As for storage management, my rule of thumb is that everything I need regular access to stays on the boot drive (backed up to another drive, of course). Stuff I don’t routinely need access to, I put on iCloud or a secondary drive*. Since photos and videos tend to take up the most space on any storage, those are the things I tend to put on cloud storage or the secondary drive, and the secondary drive also needs a backup — either to another disk or cloud storage.
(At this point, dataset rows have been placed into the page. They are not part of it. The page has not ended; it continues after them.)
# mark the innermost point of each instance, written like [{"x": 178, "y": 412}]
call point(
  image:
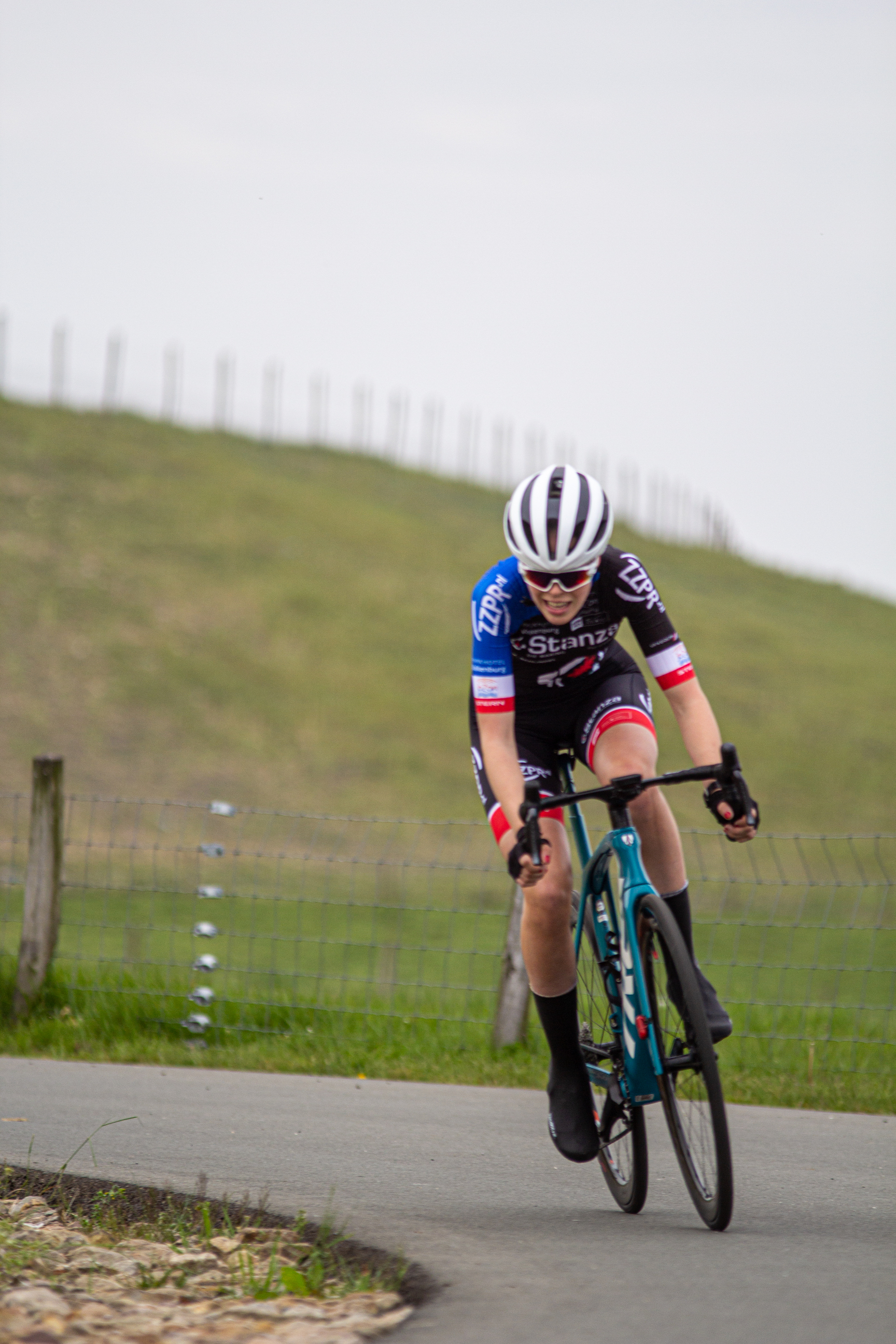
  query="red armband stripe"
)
[
  {"x": 676, "y": 677},
  {"x": 495, "y": 706}
]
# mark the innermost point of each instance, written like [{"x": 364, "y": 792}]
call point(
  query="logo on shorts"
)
[{"x": 534, "y": 772}]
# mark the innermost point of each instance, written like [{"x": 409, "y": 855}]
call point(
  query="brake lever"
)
[{"x": 530, "y": 818}]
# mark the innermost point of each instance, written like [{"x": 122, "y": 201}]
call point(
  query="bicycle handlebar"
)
[{"x": 621, "y": 792}]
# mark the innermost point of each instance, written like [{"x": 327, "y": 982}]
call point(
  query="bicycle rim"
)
[
  {"x": 691, "y": 1093},
  {"x": 624, "y": 1160}
]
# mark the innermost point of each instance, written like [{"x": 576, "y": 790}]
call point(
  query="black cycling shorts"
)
[{"x": 576, "y": 723}]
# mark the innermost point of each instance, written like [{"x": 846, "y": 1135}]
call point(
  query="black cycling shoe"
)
[
  {"x": 571, "y": 1117},
  {"x": 718, "y": 1019}
]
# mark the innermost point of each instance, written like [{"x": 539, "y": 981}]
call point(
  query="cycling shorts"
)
[{"x": 577, "y": 723}]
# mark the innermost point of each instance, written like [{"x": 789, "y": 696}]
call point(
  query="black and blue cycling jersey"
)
[{"x": 522, "y": 660}]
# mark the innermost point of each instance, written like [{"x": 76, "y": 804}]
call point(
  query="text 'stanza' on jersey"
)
[{"x": 517, "y": 654}]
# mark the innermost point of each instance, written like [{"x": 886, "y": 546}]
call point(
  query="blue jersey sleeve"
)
[{"x": 499, "y": 608}]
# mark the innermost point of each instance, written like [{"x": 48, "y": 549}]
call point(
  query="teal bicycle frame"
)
[{"x": 617, "y": 943}]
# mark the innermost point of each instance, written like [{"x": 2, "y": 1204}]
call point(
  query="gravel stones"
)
[{"x": 71, "y": 1288}]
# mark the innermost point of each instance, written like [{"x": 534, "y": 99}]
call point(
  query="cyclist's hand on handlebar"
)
[
  {"x": 734, "y": 809},
  {"x": 522, "y": 867}
]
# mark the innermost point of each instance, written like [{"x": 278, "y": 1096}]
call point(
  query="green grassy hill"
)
[{"x": 194, "y": 614}]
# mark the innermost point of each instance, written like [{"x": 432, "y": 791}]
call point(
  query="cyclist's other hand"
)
[
  {"x": 520, "y": 866},
  {"x": 739, "y": 831},
  {"x": 738, "y": 828},
  {"x": 531, "y": 873}
]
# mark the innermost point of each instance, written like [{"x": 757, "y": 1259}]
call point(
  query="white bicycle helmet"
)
[{"x": 558, "y": 519}]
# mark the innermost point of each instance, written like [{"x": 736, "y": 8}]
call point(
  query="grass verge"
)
[
  {"x": 272, "y": 1254},
  {"x": 417, "y": 1058}
]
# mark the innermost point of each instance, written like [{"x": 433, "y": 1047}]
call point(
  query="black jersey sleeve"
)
[{"x": 632, "y": 593}]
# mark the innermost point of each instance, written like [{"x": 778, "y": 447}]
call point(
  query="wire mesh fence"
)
[{"x": 223, "y": 921}]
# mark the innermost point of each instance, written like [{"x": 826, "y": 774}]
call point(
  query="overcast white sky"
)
[{"x": 663, "y": 229}]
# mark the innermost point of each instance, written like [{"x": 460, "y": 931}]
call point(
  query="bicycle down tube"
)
[{"x": 632, "y": 1025}]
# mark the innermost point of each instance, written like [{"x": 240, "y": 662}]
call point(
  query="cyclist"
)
[{"x": 547, "y": 671}]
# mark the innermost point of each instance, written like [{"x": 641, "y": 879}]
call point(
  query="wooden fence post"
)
[
  {"x": 41, "y": 916},
  {"x": 513, "y": 993}
]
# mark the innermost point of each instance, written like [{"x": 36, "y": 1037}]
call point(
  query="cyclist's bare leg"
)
[
  {"x": 632, "y": 749},
  {"x": 550, "y": 960},
  {"x": 546, "y": 937}
]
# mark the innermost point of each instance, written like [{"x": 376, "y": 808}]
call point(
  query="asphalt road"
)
[{"x": 530, "y": 1249}]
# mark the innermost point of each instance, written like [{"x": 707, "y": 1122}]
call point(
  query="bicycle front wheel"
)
[
  {"x": 624, "y": 1156},
  {"x": 690, "y": 1088}
]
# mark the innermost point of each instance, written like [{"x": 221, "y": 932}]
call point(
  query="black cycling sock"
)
[
  {"x": 679, "y": 906},
  {"x": 571, "y": 1102},
  {"x": 718, "y": 1019}
]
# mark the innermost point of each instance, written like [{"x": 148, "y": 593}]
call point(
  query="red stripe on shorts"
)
[{"x": 622, "y": 714}]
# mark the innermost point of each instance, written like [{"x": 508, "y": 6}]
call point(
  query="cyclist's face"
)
[{"x": 558, "y": 607}]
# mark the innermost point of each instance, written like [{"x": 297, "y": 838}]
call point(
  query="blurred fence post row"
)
[
  {"x": 402, "y": 929},
  {"x": 653, "y": 503}
]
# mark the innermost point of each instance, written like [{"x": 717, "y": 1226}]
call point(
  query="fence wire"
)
[{"x": 225, "y": 921}]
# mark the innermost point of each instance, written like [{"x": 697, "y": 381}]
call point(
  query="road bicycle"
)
[{"x": 644, "y": 1032}]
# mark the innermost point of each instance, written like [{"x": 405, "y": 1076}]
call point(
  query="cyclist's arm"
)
[
  {"x": 696, "y": 722},
  {"x": 702, "y": 738},
  {"x": 497, "y": 741}
]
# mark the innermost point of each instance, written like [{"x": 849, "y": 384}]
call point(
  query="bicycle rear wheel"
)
[
  {"x": 691, "y": 1088},
  {"x": 624, "y": 1159}
]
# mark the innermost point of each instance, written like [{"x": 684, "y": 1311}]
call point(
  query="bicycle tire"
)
[
  {"x": 624, "y": 1161},
  {"x": 691, "y": 1096}
]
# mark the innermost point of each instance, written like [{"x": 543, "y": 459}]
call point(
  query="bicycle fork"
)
[
  {"x": 620, "y": 956},
  {"x": 622, "y": 970}
]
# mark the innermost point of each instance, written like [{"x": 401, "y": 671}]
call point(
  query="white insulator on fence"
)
[
  {"x": 113, "y": 371},
  {"x": 171, "y": 382},
  {"x": 58, "y": 363}
]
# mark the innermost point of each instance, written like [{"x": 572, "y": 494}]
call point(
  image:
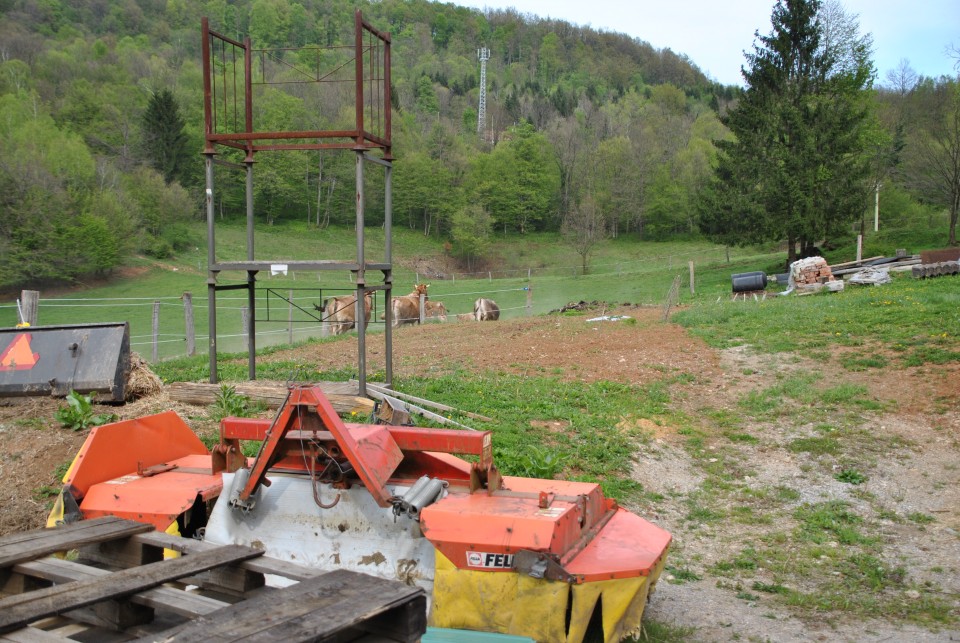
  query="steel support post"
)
[
  {"x": 251, "y": 277},
  {"x": 361, "y": 282},
  {"x": 211, "y": 274},
  {"x": 388, "y": 274}
]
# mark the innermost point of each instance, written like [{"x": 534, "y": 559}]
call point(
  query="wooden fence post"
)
[
  {"x": 290, "y": 317},
  {"x": 190, "y": 331},
  {"x": 156, "y": 331},
  {"x": 29, "y": 306},
  {"x": 245, "y": 320}
]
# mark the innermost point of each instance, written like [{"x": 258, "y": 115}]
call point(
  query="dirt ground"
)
[{"x": 922, "y": 477}]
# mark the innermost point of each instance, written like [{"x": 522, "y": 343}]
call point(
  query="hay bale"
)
[{"x": 141, "y": 381}]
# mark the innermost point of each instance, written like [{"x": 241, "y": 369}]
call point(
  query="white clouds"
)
[{"x": 715, "y": 34}]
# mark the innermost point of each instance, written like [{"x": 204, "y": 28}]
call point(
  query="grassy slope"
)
[{"x": 622, "y": 270}]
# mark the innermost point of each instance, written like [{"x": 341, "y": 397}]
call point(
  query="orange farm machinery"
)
[{"x": 539, "y": 558}]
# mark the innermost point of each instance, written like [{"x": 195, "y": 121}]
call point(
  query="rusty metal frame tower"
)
[{"x": 228, "y": 82}]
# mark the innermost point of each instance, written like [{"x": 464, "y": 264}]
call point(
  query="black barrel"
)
[{"x": 749, "y": 281}]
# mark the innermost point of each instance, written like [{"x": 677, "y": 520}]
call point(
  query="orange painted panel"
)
[
  {"x": 627, "y": 546},
  {"x": 113, "y": 450},
  {"x": 156, "y": 500}
]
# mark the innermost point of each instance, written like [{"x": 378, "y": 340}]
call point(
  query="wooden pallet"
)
[{"x": 209, "y": 593}]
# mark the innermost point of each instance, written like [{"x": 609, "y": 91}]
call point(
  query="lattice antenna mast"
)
[{"x": 484, "y": 55}]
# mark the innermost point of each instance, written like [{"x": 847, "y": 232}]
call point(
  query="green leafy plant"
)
[
  {"x": 229, "y": 403},
  {"x": 540, "y": 463},
  {"x": 79, "y": 415},
  {"x": 851, "y": 476}
]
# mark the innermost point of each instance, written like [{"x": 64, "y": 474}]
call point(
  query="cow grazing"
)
[
  {"x": 406, "y": 308},
  {"x": 340, "y": 312},
  {"x": 486, "y": 310},
  {"x": 435, "y": 310}
]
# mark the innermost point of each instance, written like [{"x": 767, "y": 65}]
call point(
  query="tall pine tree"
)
[
  {"x": 796, "y": 170},
  {"x": 165, "y": 142}
]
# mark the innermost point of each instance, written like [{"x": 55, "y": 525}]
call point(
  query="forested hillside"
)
[{"x": 588, "y": 132}]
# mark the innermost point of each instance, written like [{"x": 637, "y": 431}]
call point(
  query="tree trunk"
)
[{"x": 791, "y": 249}]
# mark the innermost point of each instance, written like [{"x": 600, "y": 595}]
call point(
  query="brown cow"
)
[
  {"x": 340, "y": 312},
  {"x": 435, "y": 310},
  {"x": 486, "y": 310},
  {"x": 406, "y": 308}
]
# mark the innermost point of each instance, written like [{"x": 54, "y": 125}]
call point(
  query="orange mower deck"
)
[{"x": 513, "y": 555}]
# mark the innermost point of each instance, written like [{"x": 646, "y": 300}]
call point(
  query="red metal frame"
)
[
  {"x": 373, "y": 123},
  {"x": 309, "y": 421}
]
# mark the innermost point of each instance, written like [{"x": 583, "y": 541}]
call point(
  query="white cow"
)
[{"x": 486, "y": 310}]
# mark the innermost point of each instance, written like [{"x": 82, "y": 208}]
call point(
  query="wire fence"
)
[{"x": 170, "y": 325}]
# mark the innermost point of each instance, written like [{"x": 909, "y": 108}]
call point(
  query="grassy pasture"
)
[{"x": 622, "y": 270}]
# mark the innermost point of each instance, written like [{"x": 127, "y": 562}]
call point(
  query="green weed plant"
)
[{"x": 79, "y": 415}]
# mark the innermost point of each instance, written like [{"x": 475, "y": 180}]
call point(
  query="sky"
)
[{"x": 715, "y": 33}]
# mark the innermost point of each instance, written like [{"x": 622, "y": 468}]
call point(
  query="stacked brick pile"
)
[{"x": 809, "y": 271}]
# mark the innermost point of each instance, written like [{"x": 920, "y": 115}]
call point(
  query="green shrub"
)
[{"x": 79, "y": 415}]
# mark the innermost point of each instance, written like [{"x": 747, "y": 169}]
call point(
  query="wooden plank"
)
[
  {"x": 19, "y": 547},
  {"x": 313, "y": 610},
  {"x": 166, "y": 598},
  {"x": 422, "y": 411},
  {"x": 30, "y": 635},
  {"x": 271, "y": 395},
  {"x": 419, "y": 400},
  {"x": 263, "y": 564},
  {"x": 17, "y": 611}
]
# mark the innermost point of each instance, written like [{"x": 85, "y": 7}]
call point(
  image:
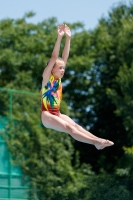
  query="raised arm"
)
[
  {"x": 47, "y": 71},
  {"x": 66, "y": 49}
]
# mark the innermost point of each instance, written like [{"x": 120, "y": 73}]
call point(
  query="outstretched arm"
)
[
  {"x": 54, "y": 56},
  {"x": 66, "y": 49}
]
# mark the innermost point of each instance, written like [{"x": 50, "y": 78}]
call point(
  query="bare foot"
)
[{"x": 103, "y": 143}]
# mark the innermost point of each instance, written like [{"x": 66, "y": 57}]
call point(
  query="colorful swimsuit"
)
[{"x": 51, "y": 96}]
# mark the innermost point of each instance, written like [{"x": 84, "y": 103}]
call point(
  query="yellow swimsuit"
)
[{"x": 52, "y": 95}]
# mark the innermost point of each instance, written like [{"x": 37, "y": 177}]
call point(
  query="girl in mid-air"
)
[{"x": 52, "y": 94}]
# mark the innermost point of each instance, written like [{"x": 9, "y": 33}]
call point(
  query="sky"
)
[{"x": 86, "y": 11}]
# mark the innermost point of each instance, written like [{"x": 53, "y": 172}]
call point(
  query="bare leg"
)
[
  {"x": 56, "y": 123},
  {"x": 81, "y": 129},
  {"x": 78, "y": 127}
]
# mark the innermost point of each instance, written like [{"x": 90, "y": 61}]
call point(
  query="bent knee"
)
[{"x": 70, "y": 128}]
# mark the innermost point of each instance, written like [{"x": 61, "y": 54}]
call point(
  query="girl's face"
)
[{"x": 59, "y": 69}]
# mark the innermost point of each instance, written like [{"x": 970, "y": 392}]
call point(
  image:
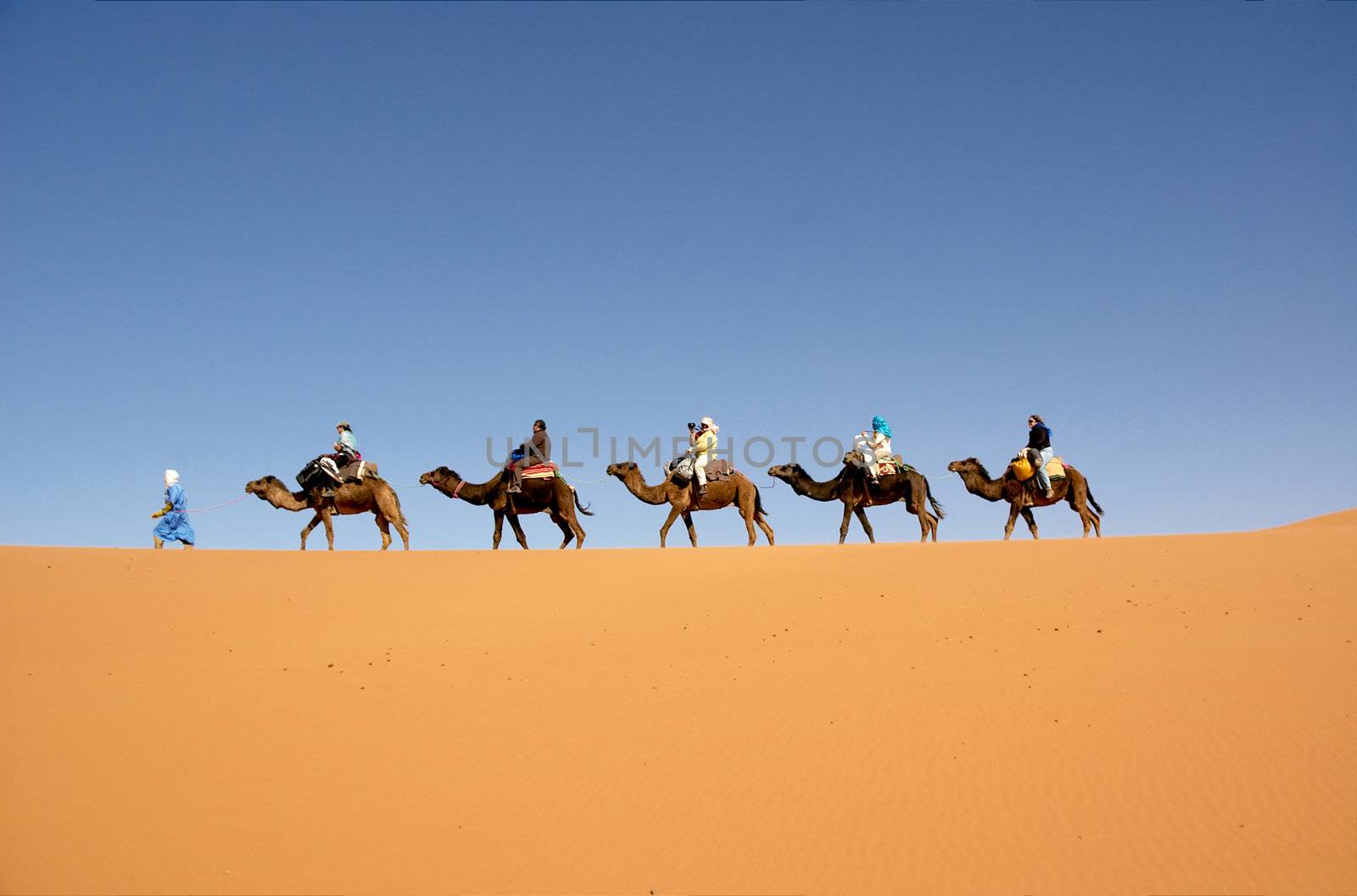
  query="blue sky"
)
[{"x": 226, "y": 226}]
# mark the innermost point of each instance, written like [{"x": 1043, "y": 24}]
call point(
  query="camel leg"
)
[
  {"x": 866, "y": 526},
  {"x": 316, "y": 520},
  {"x": 517, "y": 531},
  {"x": 565, "y": 529},
  {"x": 576, "y": 529},
  {"x": 664, "y": 531},
  {"x": 1013, "y": 518},
  {"x": 748, "y": 514}
]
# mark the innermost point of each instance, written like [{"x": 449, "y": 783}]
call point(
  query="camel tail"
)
[
  {"x": 583, "y": 507},
  {"x": 1092, "y": 499},
  {"x": 938, "y": 511}
]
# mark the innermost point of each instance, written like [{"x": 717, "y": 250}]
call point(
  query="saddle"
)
[
  {"x": 540, "y": 470},
  {"x": 719, "y": 470},
  {"x": 1025, "y": 472},
  {"x": 325, "y": 473},
  {"x": 893, "y": 465}
]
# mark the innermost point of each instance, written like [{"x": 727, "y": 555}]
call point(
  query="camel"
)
[
  {"x": 858, "y": 495},
  {"x": 554, "y": 495},
  {"x": 682, "y": 499},
  {"x": 1074, "y": 488},
  {"x": 373, "y": 495}
]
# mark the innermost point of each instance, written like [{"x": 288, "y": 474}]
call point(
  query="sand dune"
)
[{"x": 1123, "y": 716}]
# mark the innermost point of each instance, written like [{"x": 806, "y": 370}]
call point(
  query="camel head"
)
[
  {"x": 261, "y": 486},
  {"x": 440, "y": 476},
  {"x": 622, "y": 470},
  {"x": 786, "y": 472}
]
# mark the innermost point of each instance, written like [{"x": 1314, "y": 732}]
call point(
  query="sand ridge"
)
[{"x": 1117, "y": 716}]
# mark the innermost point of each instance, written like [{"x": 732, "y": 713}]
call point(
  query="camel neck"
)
[
  {"x": 651, "y": 493},
  {"x": 979, "y": 484},
  {"x": 807, "y": 487},
  {"x": 472, "y": 493}
]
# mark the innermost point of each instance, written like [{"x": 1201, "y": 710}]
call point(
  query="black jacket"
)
[{"x": 1038, "y": 437}]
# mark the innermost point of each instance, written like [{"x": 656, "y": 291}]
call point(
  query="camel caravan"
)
[{"x": 531, "y": 483}]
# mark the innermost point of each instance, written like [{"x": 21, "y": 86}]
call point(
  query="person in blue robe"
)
[{"x": 174, "y": 520}]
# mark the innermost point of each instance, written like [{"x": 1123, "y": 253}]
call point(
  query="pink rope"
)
[{"x": 204, "y": 510}]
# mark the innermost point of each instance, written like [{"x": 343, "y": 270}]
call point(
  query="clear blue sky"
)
[{"x": 226, "y": 226}]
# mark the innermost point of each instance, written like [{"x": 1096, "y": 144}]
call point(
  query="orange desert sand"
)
[{"x": 1153, "y": 715}]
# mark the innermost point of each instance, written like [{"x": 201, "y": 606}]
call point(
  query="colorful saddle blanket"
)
[
  {"x": 719, "y": 470},
  {"x": 1022, "y": 468},
  {"x": 540, "y": 470},
  {"x": 893, "y": 466}
]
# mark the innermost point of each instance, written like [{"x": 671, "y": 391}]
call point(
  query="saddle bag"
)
[
  {"x": 319, "y": 473},
  {"x": 680, "y": 470}
]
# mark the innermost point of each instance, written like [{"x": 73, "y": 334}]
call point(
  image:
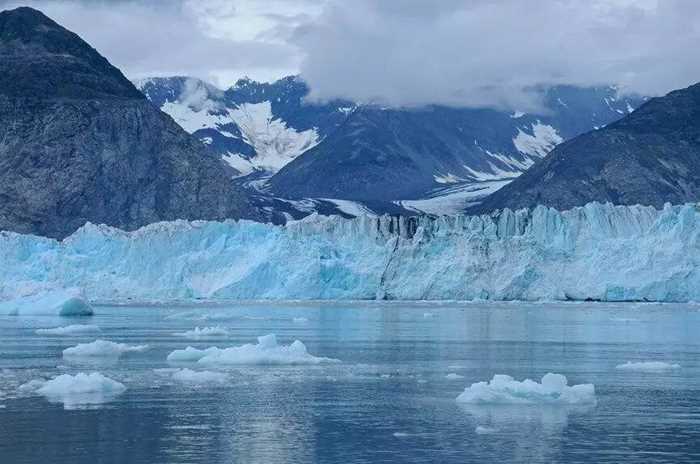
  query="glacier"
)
[{"x": 596, "y": 252}]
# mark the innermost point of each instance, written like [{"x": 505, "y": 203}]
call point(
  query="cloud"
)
[
  {"x": 492, "y": 53},
  {"x": 216, "y": 40},
  {"x": 479, "y": 53}
]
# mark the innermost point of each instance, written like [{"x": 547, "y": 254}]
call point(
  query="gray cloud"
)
[
  {"x": 403, "y": 52},
  {"x": 489, "y": 53}
]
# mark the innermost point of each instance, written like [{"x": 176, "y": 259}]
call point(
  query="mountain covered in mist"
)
[
  {"x": 383, "y": 158},
  {"x": 80, "y": 143}
]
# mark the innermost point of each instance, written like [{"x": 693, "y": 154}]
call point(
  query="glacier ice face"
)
[
  {"x": 503, "y": 389},
  {"x": 597, "y": 252},
  {"x": 60, "y": 302}
]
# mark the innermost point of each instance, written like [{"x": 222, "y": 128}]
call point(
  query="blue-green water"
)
[{"x": 388, "y": 400}]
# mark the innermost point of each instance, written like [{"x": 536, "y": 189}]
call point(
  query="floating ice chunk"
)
[
  {"x": 101, "y": 349},
  {"x": 64, "y": 302},
  {"x": 502, "y": 389},
  {"x": 198, "y": 377},
  {"x": 265, "y": 352},
  {"x": 204, "y": 332},
  {"x": 76, "y": 390},
  {"x": 190, "y": 354},
  {"x": 76, "y": 329},
  {"x": 648, "y": 366},
  {"x": 481, "y": 430}
]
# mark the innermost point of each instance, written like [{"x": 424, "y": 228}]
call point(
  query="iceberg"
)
[
  {"x": 75, "y": 329},
  {"x": 266, "y": 352},
  {"x": 647, "y": 366},
  {"x": 204, "y": 332},
  {"x": 596, "y": 252},
  {"x": 76, "y": 390},
  {"x": 64, "y": 302},
  {"x": 503, "y": 389},
  {"x": 101, "y": 349},
  {"x": 188, "y": 376}
]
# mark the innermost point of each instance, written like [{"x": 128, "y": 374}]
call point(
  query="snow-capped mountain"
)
[
  {"x": 80, "y": 143},
  {"x": 351, "y": 156},
  {"x": 649, "y": 157}
]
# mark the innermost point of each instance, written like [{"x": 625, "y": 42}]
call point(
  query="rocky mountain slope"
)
[
  {"x": 79, "y": 143},
  {"x": 343, "y": 150},
  {"x": 650, "y": 157}
]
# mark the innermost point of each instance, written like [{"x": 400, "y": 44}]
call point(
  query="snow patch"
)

*secondary drive is NOT your backup drive.

I also periodically make a “clone” of my boot drive to a secondary hard drive using Carbon Copy Cloner. That way, if my internal drive crashed, I could boot from the clone and finish up my work before I take the machine in for service.
 

DaveWT

Well-Known Member
I also periodically make a “clone” of my boot drive to a secondary hard drive using Carbon Copy Cloner. That way, if my internal drive crashed, I could boot from the clone and finish up my work before I take the machine in for service.
I thought there was some issue with CCC that prevented these backups from being bootable now. (Can't recall why this was but perhaps an M series thing?} But perhaps they have found a way around it again? I must do some more reading...

Dave
 

chas_m

Well-Known Member
You’re right, this happened with Big Sur. It’s still possible to create a bootable backup, but CCC can’t do it automatically anymore. :(

Here’s Mike’s guide to how you can (with more effort) create a bootable backup
 

DaveWT

Well-Known Member
Thanks Chas, I will study that document carefully and decide whether I should follow those guidelines.